Though concern about a unified government under President Biden bringing about higher personal and corporate taxes is warranted, there isn’t great evidence historically that those types of administrations negatively impact markets. Below we can see the impact of a unified government from the Great Depression until last year. Further, we can break down election years and the year immediately following under unified vs. divided governments.

S&P 500 Price Returns by Government Control (1928-2020)

Source: Bloomberg, BTIG Research

This improving breadth is typical coming out of any recession and we see no reason for it to be different this time. It also syncs with our view that policy is likely to favor the little guy for a change.

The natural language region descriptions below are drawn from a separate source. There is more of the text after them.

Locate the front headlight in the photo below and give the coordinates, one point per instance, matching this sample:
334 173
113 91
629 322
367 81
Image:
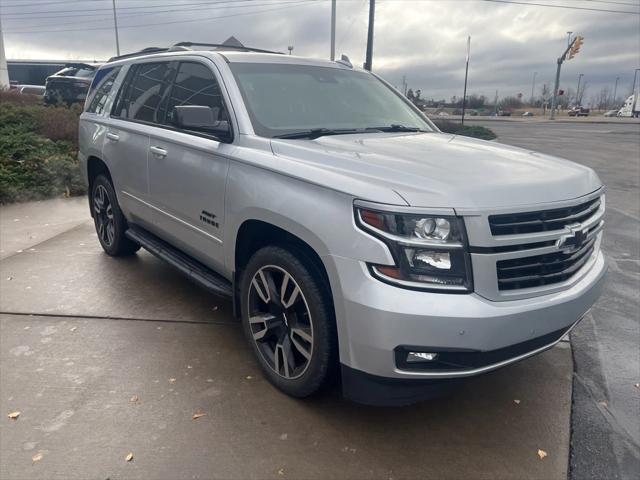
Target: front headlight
430 251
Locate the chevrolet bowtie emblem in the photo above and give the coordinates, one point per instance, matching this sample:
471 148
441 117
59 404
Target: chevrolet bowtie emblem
572 242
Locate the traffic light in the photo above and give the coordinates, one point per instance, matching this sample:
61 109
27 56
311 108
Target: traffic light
575 47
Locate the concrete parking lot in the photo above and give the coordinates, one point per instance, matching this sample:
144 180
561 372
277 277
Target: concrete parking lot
105 357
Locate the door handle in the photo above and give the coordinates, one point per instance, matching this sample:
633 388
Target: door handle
158 152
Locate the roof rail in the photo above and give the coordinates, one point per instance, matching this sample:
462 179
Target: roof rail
187 46
144 51
223 46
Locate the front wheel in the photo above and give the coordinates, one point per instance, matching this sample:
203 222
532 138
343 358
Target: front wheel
288 320
108 219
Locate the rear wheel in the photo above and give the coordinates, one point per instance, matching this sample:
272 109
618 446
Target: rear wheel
288 320
108 219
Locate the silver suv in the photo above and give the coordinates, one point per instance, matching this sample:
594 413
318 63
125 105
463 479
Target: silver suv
355 239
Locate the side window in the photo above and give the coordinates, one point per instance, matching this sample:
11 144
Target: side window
102 84
147 92
195 84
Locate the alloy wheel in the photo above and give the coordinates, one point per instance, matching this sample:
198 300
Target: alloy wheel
280 321
103 213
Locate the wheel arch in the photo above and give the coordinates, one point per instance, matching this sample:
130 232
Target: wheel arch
95 167
253 234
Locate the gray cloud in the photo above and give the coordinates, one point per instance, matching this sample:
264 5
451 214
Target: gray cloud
424 40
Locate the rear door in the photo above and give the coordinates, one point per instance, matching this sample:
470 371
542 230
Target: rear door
188 170
138 111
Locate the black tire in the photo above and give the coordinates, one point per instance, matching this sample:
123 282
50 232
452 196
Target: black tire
322 365
108 219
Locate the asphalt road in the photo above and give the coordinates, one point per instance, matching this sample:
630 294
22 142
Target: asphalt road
105 356
606 345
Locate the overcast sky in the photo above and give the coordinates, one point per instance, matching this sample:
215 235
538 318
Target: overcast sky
425 40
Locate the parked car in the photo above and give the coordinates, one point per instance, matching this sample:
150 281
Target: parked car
32 90
355 240
70 85
578 112
631 107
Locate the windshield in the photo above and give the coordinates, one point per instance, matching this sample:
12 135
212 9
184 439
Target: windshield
283 99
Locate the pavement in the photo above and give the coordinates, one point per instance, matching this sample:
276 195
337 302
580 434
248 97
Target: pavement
606 344
104 357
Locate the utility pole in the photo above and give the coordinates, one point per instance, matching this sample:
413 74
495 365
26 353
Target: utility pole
4 71
572 50
466 75
333 30
368 63
115 25
533 87
578 99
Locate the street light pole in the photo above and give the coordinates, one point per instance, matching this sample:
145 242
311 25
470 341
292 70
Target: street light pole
635 77
368 63
533 87
115 25
578 99
333 30
466 75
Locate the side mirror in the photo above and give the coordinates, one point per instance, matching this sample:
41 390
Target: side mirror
200 118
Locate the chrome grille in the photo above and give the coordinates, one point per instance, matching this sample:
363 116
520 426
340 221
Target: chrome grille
541 270
542 221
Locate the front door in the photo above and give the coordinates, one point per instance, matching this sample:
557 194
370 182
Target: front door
188 170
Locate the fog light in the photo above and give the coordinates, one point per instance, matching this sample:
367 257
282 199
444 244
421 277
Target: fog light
429 259
413 357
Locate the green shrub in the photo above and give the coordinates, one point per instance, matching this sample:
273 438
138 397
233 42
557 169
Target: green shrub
475 131
38 151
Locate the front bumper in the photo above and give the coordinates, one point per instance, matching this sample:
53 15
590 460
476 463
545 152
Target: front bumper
375 319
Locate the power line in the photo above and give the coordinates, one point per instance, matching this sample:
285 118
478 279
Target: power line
562 6
141 14
23 14
616 3
292 5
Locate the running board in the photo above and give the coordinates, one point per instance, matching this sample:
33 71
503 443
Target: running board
195 270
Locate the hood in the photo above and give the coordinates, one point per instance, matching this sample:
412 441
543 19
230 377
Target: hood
442 170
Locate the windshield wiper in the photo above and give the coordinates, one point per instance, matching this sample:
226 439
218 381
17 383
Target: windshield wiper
394 127
317 133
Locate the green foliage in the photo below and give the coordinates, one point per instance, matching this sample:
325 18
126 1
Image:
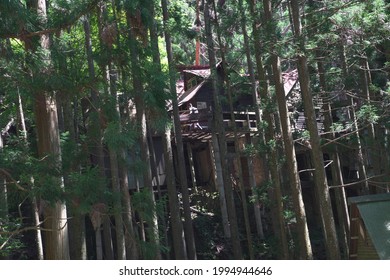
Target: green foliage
118 137
367 114
86 188
10 238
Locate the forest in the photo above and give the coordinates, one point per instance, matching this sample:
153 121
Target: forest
193 129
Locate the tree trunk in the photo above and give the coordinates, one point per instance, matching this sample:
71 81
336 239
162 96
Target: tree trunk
219 129
304 245
56 239
218 182
269 135
188 228
141 123
321 184
337 176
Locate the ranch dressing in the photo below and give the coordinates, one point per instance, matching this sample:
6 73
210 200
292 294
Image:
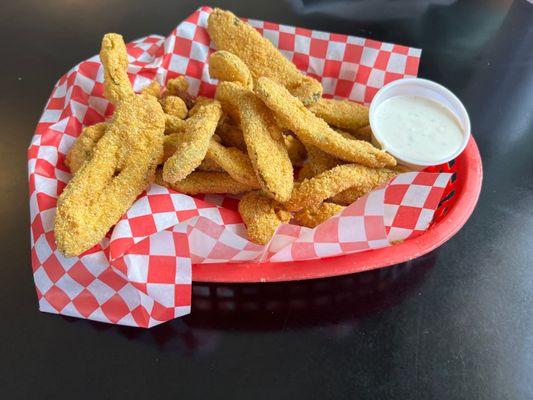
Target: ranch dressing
418 128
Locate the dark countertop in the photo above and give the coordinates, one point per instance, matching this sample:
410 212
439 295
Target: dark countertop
455 324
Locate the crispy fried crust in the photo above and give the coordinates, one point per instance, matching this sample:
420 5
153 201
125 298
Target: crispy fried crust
206 182
175 106
314 216
236 163
153 89
180 87
114 57
83 147
122 165
350 195
226 66
194 144
231 34
315 131
311 192
343 114
209 165
174 124
260 217
296 150
231 136
269 156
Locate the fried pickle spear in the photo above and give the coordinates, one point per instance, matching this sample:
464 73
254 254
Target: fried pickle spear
174 105
114 57
209 165
206 182
122 165
341 113
311 192
269 156
236 163
153 89
226 66
231 34
260 216
314 216
231 136
348 196
195 141
83 147
292 114
295 149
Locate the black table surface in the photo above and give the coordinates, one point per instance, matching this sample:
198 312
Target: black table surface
455 324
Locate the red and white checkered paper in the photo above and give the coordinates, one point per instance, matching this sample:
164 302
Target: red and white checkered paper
140 274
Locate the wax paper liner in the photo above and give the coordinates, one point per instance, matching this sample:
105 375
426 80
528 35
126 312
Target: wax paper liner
140 274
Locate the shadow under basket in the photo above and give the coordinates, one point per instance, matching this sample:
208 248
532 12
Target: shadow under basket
457 204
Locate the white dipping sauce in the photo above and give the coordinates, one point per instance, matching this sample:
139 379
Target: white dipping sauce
417 128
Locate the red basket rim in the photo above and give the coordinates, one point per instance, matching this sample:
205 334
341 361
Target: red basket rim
469 180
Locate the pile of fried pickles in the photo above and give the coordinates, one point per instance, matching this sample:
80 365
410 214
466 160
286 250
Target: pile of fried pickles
268 134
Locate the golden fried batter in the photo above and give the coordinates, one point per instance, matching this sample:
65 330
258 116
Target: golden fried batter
296 150
114 57
260 217
291 113
236 163
195 142
314 216
153 89
311 192
315 131
122 165
343 114
269 156
174 105
83 147
206 182
226 66
174 124
180 87
350 195
231 136
231 34
209 165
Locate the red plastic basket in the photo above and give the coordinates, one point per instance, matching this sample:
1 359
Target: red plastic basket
458 203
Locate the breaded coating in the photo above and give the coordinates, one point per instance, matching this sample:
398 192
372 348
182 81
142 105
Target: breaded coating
206 182
122 165
209 165
153 89
200 101
315 131
343 114
364 133
226 66
236 163
260 217
317 162
314 216
311 192
175 106
231 136
296 150
269 156
174 124
180 87
117 86
350 195
231 34
195 142
83 147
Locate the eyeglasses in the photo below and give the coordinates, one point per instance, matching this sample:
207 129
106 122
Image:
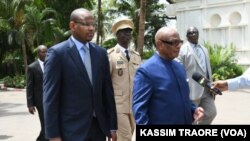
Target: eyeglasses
173 43
86 24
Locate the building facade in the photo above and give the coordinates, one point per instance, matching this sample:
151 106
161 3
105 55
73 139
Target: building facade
219 21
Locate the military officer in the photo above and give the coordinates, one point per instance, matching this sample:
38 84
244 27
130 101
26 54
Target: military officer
123 63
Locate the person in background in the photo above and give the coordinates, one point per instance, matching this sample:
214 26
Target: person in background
34 90
161 92
240 82
123 63
195 58
78 95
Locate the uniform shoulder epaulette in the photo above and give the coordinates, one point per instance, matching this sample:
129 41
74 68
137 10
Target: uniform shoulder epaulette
110 50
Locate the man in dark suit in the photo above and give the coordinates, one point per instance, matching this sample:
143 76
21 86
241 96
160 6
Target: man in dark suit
78 94
35 88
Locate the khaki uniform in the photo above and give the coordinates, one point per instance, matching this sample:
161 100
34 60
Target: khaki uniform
122 74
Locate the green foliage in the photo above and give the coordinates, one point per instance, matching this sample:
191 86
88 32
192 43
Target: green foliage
17 81
147 54
223 62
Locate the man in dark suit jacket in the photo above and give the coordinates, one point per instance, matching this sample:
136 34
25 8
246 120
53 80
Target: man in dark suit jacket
79 106
35 88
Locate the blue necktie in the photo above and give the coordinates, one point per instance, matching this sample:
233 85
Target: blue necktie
87 62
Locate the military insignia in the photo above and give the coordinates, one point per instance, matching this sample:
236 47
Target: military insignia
120 72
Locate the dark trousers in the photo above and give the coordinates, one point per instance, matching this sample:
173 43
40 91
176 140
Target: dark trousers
41 136
95 132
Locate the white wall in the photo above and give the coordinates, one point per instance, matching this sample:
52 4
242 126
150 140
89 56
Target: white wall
219 22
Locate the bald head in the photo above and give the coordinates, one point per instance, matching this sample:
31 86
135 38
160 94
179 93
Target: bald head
41 52
164 33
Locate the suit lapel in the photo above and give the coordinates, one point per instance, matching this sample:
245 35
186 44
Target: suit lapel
39 69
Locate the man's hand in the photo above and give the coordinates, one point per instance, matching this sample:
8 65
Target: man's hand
220 84
113 136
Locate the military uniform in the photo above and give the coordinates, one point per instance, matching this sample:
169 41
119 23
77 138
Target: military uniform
122 74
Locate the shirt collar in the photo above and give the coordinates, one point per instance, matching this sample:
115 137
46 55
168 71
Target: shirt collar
79 44
122 48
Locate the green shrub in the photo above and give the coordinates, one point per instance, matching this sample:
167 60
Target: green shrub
223 62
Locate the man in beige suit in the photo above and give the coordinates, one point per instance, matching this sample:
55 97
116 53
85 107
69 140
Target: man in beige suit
195 58
123 63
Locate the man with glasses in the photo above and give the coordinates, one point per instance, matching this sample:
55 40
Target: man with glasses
78 95
161 92
124 61
195 58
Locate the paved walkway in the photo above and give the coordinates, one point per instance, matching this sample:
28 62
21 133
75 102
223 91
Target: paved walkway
16 124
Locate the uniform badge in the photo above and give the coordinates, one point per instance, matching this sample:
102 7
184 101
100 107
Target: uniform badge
120 72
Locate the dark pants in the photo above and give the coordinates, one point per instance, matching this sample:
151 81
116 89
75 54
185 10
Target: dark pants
41 136
95 132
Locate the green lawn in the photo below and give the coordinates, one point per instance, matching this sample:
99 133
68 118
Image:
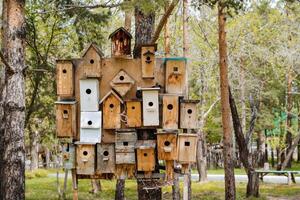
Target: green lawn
45 188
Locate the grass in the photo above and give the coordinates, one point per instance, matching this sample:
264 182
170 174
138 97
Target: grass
45 188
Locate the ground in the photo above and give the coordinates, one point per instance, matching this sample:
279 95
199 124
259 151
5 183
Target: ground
40 188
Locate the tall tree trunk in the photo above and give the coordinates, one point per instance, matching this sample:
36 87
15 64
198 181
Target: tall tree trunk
227 134
120 186
144 28
12 163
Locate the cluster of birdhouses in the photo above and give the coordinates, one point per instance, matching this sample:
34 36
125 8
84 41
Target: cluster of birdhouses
121 114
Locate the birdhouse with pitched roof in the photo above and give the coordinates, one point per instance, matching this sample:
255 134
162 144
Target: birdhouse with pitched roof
111 108
91 61
120 42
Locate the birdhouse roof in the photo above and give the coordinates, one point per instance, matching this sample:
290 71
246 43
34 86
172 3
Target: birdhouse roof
95 46
111 92
118 30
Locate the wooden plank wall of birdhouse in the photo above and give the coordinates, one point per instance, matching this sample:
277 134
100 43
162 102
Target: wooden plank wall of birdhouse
187 146
150 108
170 112
167 146
69 156
148 61
175 76
106 158
85 154
111 113
134 113
65 78
66 120
89 95
188 115
92 64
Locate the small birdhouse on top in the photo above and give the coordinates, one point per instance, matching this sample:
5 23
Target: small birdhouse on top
120 42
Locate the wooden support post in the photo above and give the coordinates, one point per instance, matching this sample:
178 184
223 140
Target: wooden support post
75 184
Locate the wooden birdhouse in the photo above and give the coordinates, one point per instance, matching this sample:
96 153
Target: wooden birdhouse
89 95
145 151
148 60
122 83
167 145
90 127
125 145
150 106
134 113
65 119
65 79
91 61
120 42
175 75
187 148
69 156
188 114
85 158
106 158
170 111
111 107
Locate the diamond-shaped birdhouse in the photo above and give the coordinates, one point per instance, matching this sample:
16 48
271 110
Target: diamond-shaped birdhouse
122 83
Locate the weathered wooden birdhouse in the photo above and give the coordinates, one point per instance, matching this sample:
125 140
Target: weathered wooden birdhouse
90 127
85 158
65 119
122 83
91 61
150 106
148 60
120 42
187 146
106 158
145 151
89 95
170 111
175 75
134 113
188 114
65 79
111 107
69 156
125 145
167 145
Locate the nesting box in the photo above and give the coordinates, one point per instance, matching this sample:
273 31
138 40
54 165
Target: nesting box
122 83
188 114
170 112
91 61
89 95
150 106
175 75
187 148
145 151
106 158
167 145
90 127
125 145
69 156
65 118
120 42
148 60
65 78
134 113
111 107
85 158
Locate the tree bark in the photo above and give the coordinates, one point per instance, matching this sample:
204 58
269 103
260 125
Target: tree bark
144 28
120 186
227 134
12 163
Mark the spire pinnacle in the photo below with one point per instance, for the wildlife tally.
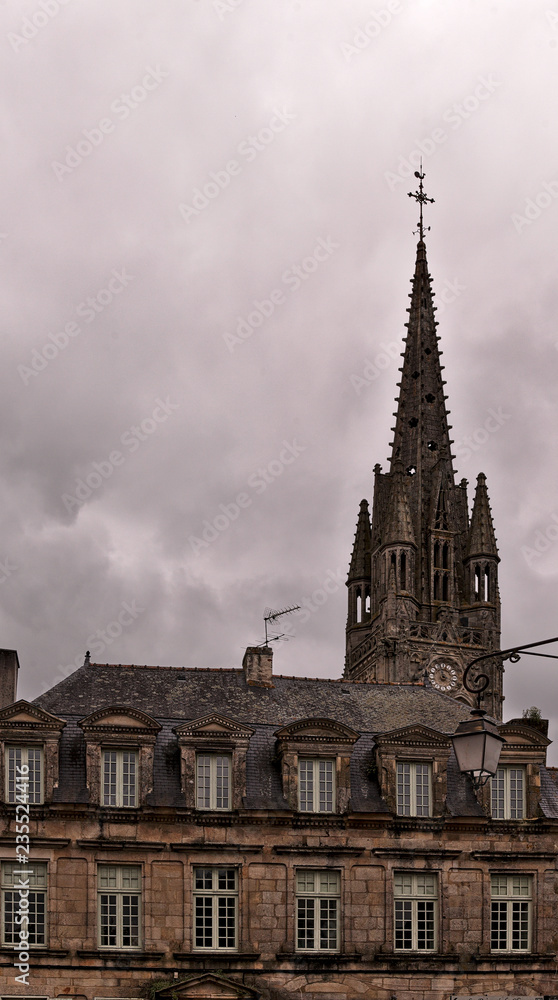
(421, 198)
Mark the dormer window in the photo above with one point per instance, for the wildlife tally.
(24, 775)
(414, 795)
(29, 739)
(120, 778)
(315, 757)
(316, 785)
(119, 751)
(213, 762)
(213, 781)
(507, 789)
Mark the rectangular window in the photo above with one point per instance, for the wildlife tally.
(215, 909)
(508, 793)
(416, 911)
(120, 778)
(28, 787)
(119, 905)
(213, 781)
(413, 789)
(511, 912)
(32, 877)
(317, 910)
(316, 785)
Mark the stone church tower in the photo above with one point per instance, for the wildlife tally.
(423, 577)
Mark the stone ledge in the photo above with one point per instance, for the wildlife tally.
(226, 956)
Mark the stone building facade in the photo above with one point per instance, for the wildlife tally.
(235, 834)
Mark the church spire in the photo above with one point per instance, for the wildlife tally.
(421, 430)
(482, 540)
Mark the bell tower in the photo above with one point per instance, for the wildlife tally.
(423, 578)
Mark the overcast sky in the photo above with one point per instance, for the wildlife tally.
(205, 246)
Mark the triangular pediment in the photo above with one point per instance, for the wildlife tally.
(207, 986)
(214, 725)
(317, 728)
(518, 733)
(23, 714)
(117, 717)
(413, 736)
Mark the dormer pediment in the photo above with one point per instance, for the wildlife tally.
(206, 986)
(523, 735)
(118, 720)
(214, 726)
(25, 716)
(414, 736)
(317, 729)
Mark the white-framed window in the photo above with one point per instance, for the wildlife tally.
(120, 778)
(414, 782)
(317, 910)
(415, 911)
(32, 877)
(215, 909)
(119, 906)
(316, 785)
(510, 917)
(213, 781)
(508, 793)
(32, 781)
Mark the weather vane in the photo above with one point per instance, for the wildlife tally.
(422, 199)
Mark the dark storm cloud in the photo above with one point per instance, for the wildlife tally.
(208, 151)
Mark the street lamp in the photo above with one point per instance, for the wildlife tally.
(477, 742)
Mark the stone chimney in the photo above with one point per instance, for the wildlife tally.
(9, 666)
(258, 666)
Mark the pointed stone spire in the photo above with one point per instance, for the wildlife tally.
(482, 540)
(399, 523)
(421, 429)
(359, 568)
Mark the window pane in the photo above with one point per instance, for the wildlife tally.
(109, 778)
(516, 792)
(422, 774)
(404, 789)
(328, 924)
(204, 921)
(129, 768)
(222, 782)
(108, 920)
(325, 771)
(204, 781)
(403, 923)
(305, 923)
(306, 784)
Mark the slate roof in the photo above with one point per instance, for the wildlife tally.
(174, 695)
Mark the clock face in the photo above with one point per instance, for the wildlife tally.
(443, 676)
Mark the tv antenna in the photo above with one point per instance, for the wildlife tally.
(270, 615)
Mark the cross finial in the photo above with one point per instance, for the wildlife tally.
(421, 198)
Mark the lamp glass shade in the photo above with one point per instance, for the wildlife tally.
(477, 744)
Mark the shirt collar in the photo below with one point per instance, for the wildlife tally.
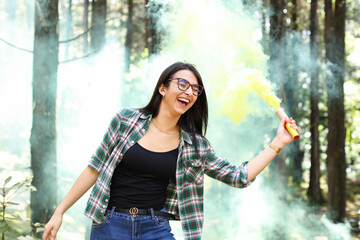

With regard to stocks, the above-mentioned factors could drive inflation and nominal GDP to surprisingly high levels, spiking interest rates and potentially upending the Technology/Growth leadership. Why? The dividend discount model: Stock Price = (Dividend/(Cost of Equity Capital – Growth rate)) or P=(D/(R-G)). When the risk-free rate drops, this decline by itself reduces the cost of equity capital. However, many mature companies experience stock price declines because the decline in interest rates signals weakening economic activity, which is the largest driver of the growth rate in mature industries. The slower growth rate reduces margins and free cash flow, depleting the credit profile. These adverse impacts to the cost of capital more than offset the decline in the risk-free rate for mature industries. However, structural growth companies are immune to the economic outlook. As a result, a drop in the risk-free rate drives growth stocks higher, as the decline in interest rates combines with resilient growth expectations. This phenomenon reverses dramatically if rates begin to rise. Given the crowding in growth, the adjustment could be severe. We believe the recession last year is the beginning of a shift in this narrative whereby the average stock performs better than the broader indices.

2020 saw the beginning of several new trends including the average stock performing better

Source: Bloomberg, Morgan Stanley Research.

So with that thankfulness and optimism for 2021, let’s kick 2020 to the curb and embrace the new year. Once again, thank you for your trust and your business. Sending best wishes to you and your family for a happy, healthy, and profitable 2021.